Interestingly, our estimation of tissue energy increases from June to February is much lower than the ~50 kJ recorded for longline-cultured 1-year-old oysters in Gamak Bay on the southern coast of Korea during the same period [67,68]. Such a site-dependent difference in tissue growth (1.74 g vs. 2.78 g in final DW in February) of longline oyster populations is correlated with annual primary productivity of phytoplankton in the Geoje–Hansan (9,450 t C) and Gamak (37,000 t C) Bays [29]. In addition, 20–30 kJ of tissue energy, similar to that of 1-year-old longline oysters, was achieved in the 2-year-old oysters of French intertidal beds. Consequently, our results suggest that the long-standing strategy of using submerged longline cultures and exploiting high performance of 1-year-old oysters during a short period (from summer to winter) might be acceptable as a profitable way to sustain high production in the temperate Geoje–Hansan Bay.

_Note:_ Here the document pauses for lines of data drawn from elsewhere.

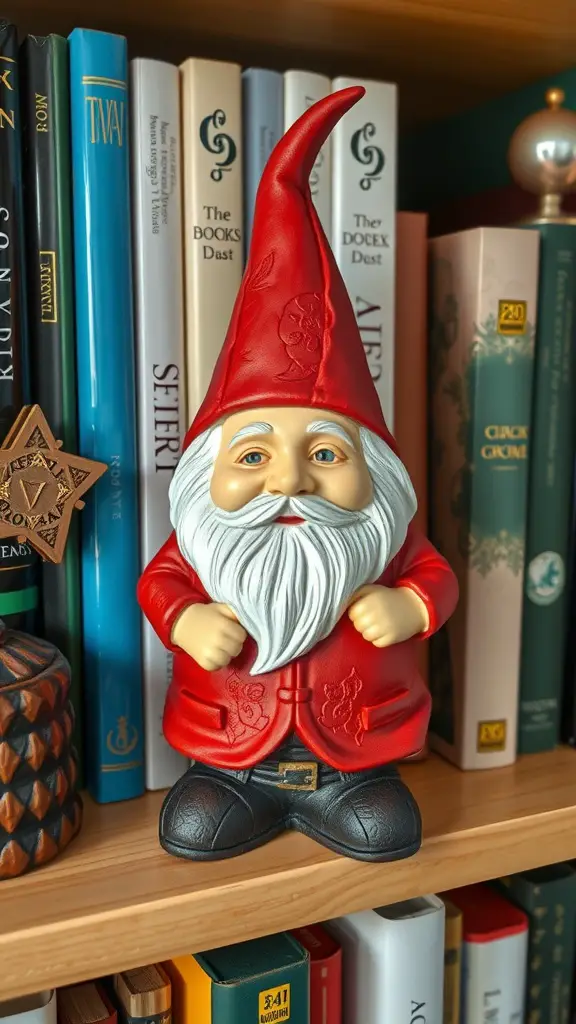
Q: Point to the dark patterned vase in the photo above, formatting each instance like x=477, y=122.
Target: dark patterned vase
x=40, y=810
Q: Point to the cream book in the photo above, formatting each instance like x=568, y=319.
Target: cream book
x=484, y=289
x=211, y=96
x=364, y=148
x=393, y=963
x=302, y=89
x=157, y=220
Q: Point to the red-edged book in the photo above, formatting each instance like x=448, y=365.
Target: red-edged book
x=325, y=974
x=494, y=954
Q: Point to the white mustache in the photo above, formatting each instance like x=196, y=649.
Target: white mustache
x=265, y=508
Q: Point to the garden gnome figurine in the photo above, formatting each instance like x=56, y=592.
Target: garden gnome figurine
x=294, y=589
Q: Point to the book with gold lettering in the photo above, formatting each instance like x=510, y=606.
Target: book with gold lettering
x=45, y=113
x=211, y=96
x=484, y=292
x=160, y=357
x=263, y=980
x=105, y=348
x=18, y=563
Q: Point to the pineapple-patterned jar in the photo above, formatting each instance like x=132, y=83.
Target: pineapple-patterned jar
x=40, y=809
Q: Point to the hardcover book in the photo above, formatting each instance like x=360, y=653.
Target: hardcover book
x=452, y=962
x=160, y=358
x=547, y=896
x=50, y=317
x=144, y=994
x=18, y=562
x=393, y=962
x=262, y=125
x=325, y=974
x=211, y=96
x=494, y=955
x=85, y=1004
x=364, y=144
x=549, y=495
x=301, y=89
x=484, y=289
x=105, y=338
x=262, y=980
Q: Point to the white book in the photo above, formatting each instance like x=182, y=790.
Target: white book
x=301, y=89
x=364, y=172
x=160, y=357
x=494, y=979
x=37, y=1009
x=213, y=212
x=393, y=963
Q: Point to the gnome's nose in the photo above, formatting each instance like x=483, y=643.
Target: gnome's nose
x=290, y=476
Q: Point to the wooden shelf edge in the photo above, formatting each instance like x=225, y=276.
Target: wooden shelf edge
x=298, y=884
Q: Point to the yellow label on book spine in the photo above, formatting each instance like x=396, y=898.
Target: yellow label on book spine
x=274, y=1005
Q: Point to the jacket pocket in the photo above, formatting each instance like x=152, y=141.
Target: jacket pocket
x=208, y=716
x=387, y=711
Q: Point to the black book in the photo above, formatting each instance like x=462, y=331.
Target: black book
x=18, y=562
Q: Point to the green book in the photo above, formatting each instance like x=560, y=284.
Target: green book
x=547, y=895
x=549, y=495
x=466, y=154
x=483, y=288
x=50, y=309
x=261, y=981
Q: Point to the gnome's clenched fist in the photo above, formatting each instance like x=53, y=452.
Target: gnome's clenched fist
x=387, y=614
x=210, y=634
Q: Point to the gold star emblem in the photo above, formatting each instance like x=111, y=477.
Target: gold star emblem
x=40, y=484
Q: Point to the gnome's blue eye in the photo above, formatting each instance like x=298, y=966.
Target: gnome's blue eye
x=252, y=459
x=324, y=455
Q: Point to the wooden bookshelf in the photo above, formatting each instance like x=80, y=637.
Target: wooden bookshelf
x=445, y=55
x=116, y=900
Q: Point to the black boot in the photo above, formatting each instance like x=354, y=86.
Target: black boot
x=213, y=813
x=210, y=814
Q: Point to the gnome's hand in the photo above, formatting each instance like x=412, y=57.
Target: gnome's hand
x=385, y=615
x=210, y=634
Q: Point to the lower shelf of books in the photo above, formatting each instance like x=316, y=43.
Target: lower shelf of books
x=116, y=900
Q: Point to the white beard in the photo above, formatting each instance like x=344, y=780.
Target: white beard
x=288, y=585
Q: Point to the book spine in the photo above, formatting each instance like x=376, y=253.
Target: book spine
x=107, y=413
x=301, y=89
x=364, y=144
x=18, y=562
x=50, y=308
x=452, y=964
x=160, y=358
x=550, y=906
x=262, y=122
x=211, y=96
x=549, y=496
x=494, y=979
x=482, y=359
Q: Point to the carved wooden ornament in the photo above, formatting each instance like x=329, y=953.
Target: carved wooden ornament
x=40, y=484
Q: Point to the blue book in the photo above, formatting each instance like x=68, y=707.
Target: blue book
x=262, y=119
x=98, y=86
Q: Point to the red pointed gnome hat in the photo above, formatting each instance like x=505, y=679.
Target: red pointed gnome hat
x=293, y=339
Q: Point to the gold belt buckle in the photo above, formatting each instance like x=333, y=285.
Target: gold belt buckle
x=307, y=769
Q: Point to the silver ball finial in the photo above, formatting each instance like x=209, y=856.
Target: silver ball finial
x=542, y=155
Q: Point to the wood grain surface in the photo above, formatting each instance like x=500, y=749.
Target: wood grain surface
x=116, y=900
x=446, y=54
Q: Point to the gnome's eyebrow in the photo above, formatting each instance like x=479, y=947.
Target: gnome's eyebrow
x=249, y=430
x=329, y=427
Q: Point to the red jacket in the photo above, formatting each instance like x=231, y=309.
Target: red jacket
x=355, y=706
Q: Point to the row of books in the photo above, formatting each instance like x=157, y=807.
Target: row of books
x=118, y=161
x=107, y=165
x=465, y=187
x=500, y=951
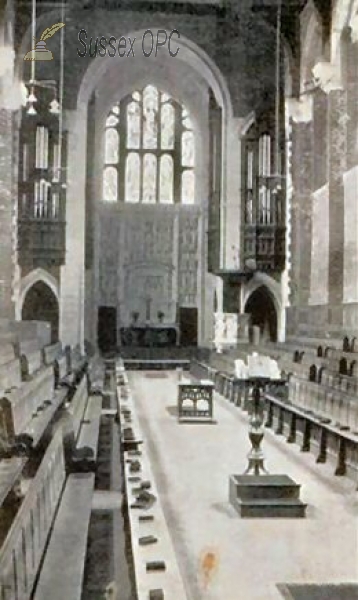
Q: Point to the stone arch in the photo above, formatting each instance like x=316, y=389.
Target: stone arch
x=192, y=55
x=31, y=279
x=321, y=372
x=41, y=304
x=346, y=344
x=260, y=304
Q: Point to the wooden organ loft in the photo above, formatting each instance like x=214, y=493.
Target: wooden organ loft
x=263, y=197
x=41, y=185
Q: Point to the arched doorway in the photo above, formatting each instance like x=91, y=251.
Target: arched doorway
x=261, y=307
x=41, y=304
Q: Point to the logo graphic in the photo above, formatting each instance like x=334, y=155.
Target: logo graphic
x=40, y=51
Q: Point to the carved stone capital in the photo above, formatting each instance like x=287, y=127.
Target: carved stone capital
x=353, y=24
x=301, y=110
x=327, y=77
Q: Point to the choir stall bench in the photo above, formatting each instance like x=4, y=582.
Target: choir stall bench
x=196, y=401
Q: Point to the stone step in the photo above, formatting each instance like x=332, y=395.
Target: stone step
x=264, y=487
x=282, y=508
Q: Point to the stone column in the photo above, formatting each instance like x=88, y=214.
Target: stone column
x=73, y=272
x=330, y=83
x=302, y=182
x=7, y=204
x=337, y=144
x=301, y=175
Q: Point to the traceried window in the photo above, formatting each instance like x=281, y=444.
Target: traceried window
x=149, y=150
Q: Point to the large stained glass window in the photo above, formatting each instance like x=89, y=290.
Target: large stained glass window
x=149, y=150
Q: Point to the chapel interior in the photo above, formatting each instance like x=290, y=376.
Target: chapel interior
x=178, y=299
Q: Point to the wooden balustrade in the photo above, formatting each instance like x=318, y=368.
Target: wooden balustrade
x=22, y=551
x=21, y=405
x=325, y=402
x=52, y=353
x=31, y=358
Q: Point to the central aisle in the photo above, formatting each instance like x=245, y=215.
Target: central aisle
x=224, y=557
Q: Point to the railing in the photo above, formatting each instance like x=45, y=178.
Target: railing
x=21, y=553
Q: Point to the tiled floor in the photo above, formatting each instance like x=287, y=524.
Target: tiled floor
x=224, y=557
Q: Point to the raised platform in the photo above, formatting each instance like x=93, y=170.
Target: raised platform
x=266, y=496
x=144, y=364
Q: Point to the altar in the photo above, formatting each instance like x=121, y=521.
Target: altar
x=159, y=335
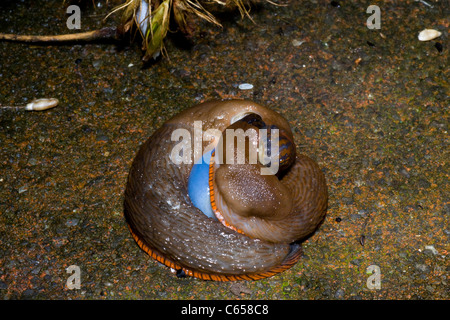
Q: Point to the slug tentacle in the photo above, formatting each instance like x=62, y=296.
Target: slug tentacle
x=165, y=223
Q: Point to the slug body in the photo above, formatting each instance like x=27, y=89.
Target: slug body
x=251, y=226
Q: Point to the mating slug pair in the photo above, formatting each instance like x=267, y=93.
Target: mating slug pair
x=220, y=221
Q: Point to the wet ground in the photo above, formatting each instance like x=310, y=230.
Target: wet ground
x=371, y=106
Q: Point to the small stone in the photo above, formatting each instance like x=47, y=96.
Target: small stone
x=422, y=267
x=297, y=43
x=245, y=86
x=72, y=222
x=339, y=294
x=432, y=249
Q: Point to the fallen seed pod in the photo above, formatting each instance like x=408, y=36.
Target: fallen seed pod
x=428, y=34
x=41, y=104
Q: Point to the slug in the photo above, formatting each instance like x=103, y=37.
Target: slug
x=219, y=221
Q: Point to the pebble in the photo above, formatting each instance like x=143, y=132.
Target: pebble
x=339, y=294
x=432, y=249
x=245, y=86
x=297, y=43
x=72, y=222
x=428, y=34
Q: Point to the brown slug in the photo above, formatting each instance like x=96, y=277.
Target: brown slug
x=253, y=224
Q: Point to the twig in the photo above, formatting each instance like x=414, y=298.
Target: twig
x=104, y=33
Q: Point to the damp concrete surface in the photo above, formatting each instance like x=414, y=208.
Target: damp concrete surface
x=371, y=106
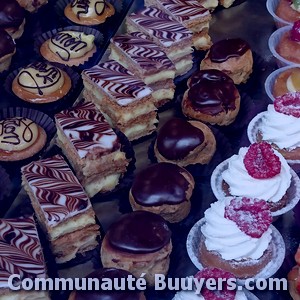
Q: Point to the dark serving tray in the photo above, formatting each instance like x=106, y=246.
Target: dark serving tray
x=250, y=21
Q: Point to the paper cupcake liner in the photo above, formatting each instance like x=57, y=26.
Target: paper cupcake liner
x=91, y=61
x=293, y=191
x=39, y=118
x=273, y=42
x=277, y=243
x=51, y=107
x=253, y=130
x=223, y=151
x=270, y=81
x=271, y=7
x=61, y=4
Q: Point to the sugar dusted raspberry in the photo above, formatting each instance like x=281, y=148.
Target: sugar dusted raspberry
x=252, y=216
x=295, y=32
x=261, y=162
x=288, y=104
x=215, y=273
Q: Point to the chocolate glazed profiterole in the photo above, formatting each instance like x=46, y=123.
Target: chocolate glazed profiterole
x=12, y=18
x=231, y=56
x=211, y=97
x=184, y=142
x=109, y=273
x=140, y=242
x=164, y=189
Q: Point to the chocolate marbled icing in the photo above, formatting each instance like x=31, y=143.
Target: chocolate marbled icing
x=139, y=232
x=85, y=5
x=11, y=14
x=87, y=130
x=160, y=184
x=20, y=250
x=106, y=273
x=177, y=138
x=161, y=26
x=118, y=82
x=7, y=44
x=146, y=54
x=184, y=10
x=212, y=92
x=56, y=188
x=228, y=48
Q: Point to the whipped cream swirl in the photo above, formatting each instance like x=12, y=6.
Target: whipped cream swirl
x=242, y=184
x=280, y=129
x=224, y=236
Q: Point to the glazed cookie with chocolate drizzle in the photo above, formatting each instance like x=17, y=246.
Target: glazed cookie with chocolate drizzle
x=20, y=138
x=41, y=82
x=89, y=12
x=68, y=47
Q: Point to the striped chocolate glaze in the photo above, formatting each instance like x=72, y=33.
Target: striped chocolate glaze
x=87, y=130
x=20, y=250
x=56, y=188
x=160, y=25
x=118, y=82
x=184, y=10
x=143, y=52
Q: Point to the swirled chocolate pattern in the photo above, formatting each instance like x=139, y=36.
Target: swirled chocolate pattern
x=160, y=25
x=118, y=82
x=89, y=7
x=143, y=52
x=184, y=10
x=87, y=130
x=40, y=78
x=17, y=133
x=20, y=250
x=56, y=188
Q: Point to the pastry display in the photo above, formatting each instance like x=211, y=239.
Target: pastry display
x=89, y=12
x=172, y=37
x=32, y=5
x=184, y=143
x=262, y=173
x=237, y=236
x=293, y=278
x=69, y=47
x=12, y=18
x=20, y=254
x=20, y=138
x=231, y=56
x=164, y=189
x=211, y=97
x=279, y=126
x=288, y=45
x=102, y=275
x=7, y=50
x=123, y=98
x=139, y=242
x=62, y=207
x=146, y=60
x=288, y=10
x=192, y=15
x=91, y=146
x=41, y=82
x=287, y=81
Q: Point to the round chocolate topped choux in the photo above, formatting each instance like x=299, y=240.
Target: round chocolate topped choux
x=211, y=97
x=164, y=189
x=140, y=242
x=12, y=18
x=100, y=294
x=231, y=56
x=184, y=143
x=7, y=50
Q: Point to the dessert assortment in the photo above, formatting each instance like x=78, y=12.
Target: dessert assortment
x=153, y=60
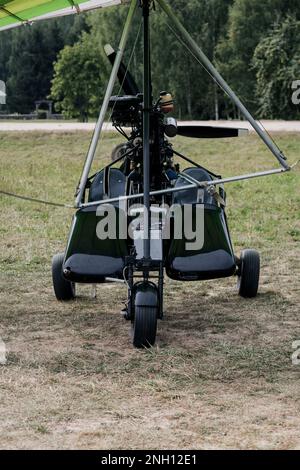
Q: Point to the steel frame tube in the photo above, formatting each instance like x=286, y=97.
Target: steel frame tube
x=201, y=184
x=98, y=128
x=146, y=131
x=197, y=51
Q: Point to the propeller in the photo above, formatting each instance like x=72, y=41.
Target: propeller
x=210, y=132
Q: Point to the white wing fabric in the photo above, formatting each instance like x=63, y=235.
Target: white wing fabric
x=19, y=12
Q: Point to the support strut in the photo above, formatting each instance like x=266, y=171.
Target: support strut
x=97, y=132
x=199, y=54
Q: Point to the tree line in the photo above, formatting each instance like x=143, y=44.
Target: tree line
x=254, y=44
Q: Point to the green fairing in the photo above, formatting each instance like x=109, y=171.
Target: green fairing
x=83, y=237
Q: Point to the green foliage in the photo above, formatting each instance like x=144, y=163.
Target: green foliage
x=277, y=64
x=27, y=56
x=233, y=33
x=77, y=83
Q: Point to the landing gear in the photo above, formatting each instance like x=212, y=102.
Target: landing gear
x=248, y=275
x=145, y=314
x=64, y=290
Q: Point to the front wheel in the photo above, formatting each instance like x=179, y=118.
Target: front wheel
x=144, y=323
x=64, y=290
x=144, y=327
x=249, y=273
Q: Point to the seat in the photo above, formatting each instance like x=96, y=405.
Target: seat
x=215, y=259
x=88, y=258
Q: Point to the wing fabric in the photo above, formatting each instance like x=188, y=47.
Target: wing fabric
x=18, y=12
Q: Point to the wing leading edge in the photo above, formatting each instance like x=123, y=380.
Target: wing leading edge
x=15, y=13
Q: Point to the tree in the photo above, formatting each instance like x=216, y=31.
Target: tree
x=77, y=84
x=27, y=56
x=277, y=64
x=249, y=21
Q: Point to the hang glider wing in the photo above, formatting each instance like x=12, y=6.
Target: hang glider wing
x=19, y=12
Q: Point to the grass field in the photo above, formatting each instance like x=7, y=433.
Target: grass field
x=221, y=375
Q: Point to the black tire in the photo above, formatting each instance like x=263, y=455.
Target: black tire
x=249, y=273
x=144, y=327
x=64, y=290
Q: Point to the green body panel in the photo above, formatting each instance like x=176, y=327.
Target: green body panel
x=83, y=237
x=89, y=259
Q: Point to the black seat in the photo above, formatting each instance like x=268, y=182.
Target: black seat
x=89, y=258
x=215, y=259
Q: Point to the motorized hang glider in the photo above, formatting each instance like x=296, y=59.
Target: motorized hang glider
x=148, y=177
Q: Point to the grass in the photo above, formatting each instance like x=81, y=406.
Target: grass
x=221, y=374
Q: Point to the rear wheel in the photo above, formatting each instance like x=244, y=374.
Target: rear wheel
x=249, y=273
x=64, y=290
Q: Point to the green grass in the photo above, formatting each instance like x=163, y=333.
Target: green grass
x=221, y=373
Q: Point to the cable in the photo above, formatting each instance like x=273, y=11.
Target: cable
x=39, y=201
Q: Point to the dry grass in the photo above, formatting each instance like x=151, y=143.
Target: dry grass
x=221, y=374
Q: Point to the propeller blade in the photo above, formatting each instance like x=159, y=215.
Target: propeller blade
x=210, y=132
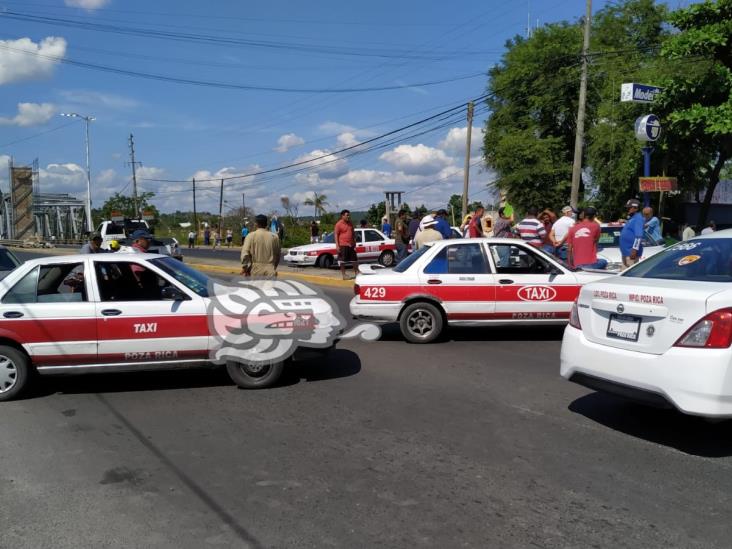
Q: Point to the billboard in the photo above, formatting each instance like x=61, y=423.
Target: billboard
x=21, y=192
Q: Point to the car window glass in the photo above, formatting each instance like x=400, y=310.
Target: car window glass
x=373, y=236
x=510, y=258
x=127, y=281
x=24, y=291
x=460, y=259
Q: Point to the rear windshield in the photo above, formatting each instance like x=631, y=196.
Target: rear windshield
x=704, y=260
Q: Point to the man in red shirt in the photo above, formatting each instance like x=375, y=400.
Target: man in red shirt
x=345, y=241
x=582, y=242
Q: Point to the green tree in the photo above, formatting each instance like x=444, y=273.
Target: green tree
x=697, y=98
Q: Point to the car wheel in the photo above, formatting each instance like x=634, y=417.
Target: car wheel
x=250, y=376
x=421, y=322
x=14, y=372
x=387, y=258
x=326, y=261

Possible role as an ecosystem engineer in the bay

Cultured oysters can influence biogeochemical composition in both water and sediment of the system due to food processing and waste production [69]. Our results supported an additional attempt to quantify the feedback effects of the oyster culture on ambient coastal habitats in the context of environmentally sound and sustainable development of longline oyster cultures. The cultured oysters (C. gigas) exploit naturally occurring phytoplankton and thus influence phytoplankton communities [19,20], especially with selective feeding on diatoms [70]. Their active suspension feeding often results in the depletion of available food in the ambient water and thereby reductions in the growth rates of oyster themselves by limiting access to resources in the longline aquaculture systems [5,71]. Of a total bay area of 5.9 × 107 m2, the oyster-culturing area accounts for 6.6 × 106 m2, in which the oyster density deployed was a mean of 14.6 individuals m‒2 during the second experimental period (Table 3). During that time, 6.73 × 103 t of wet oyster flesh were harvested within the whole bay. We tried to characterize the material processing performed by the cultured oysters (Table 3) [72] based on monthly physiological measurements during the entire culturing period.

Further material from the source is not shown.